多くの企業と協力して今までにない大学教育に力を注ぎ挑戦されている「サービス創造学部」

弊社代表浅井の大学時代の恩師であると共に、A&Peopleにはこれまでに研究論文の翻訳や通訳業務のお手伝いをさせていただいている吉田教授にサービス創造学部についてうかがいました。

「People」VOL.21は、千葉商科大学 サービス創造学部 学部長 吉田優治教授にお話をうかがいました。
吉田教授は、弊社代表浅井の大学時代の恩師であると共に、A&Peopleにはこれまでに研究論文の翻訳や通訳業務のお手伝いをさせていただいております。

                                             [取材者:伊藤 祐子]

「新しい教育を創造する」をモットーにこれからの日本、世界で求められる人材育成に、
多くの企業と協力して今までにない大学教育に力を注ぎ挑戦されている「サービス創造学部」

まずは、どんな学部で、どのような教育をされているのかお聞かせください。

日本のGDPの約7割がサービス産業ですが、サービスについての本格的な教育や研究がほとんどありません。
海外のサービスに関する学問は、主にサービスサイエンス分野で生産性の研究が中心でした。どうやってサービスを創造するかという学問は日本にも海外にもありませんでした。
本学部では、教育方法で差別化しようと考えました。
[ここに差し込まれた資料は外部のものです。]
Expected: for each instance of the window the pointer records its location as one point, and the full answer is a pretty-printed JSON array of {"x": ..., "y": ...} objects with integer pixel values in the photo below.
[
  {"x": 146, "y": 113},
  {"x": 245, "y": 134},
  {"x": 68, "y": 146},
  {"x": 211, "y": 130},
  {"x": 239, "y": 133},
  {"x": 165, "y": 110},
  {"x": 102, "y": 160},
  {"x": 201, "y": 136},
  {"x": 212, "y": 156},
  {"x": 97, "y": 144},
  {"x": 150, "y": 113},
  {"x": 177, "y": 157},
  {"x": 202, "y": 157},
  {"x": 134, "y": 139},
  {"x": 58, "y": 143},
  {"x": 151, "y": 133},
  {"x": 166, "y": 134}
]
「学問から学ぶ」、「企業から学ぶ」、「活動から学ぶ」という3つの学びを通じてサービス業界にとどまらず、心地よさ、快適さ、安心安全、利便さなどを提供するすべての産業、企業、仕事におけるサービス創造のマインドや体系的知識を教授したいと考えています。ここで学び、現場を知り、管理者や監督者になり、いつかは経営者になる人材を育てるために、様々な機会を提供しています。

新しい価値を企業から学ぶ

公式サポーター企業54社とは・・・

どうしたらサービスの研究ができるか?と考え、企業から学ばせてもらおうという発想から、“公式サポーター企業”ができました。こちらが思い描いたほとんどの企業が賛同してくれました。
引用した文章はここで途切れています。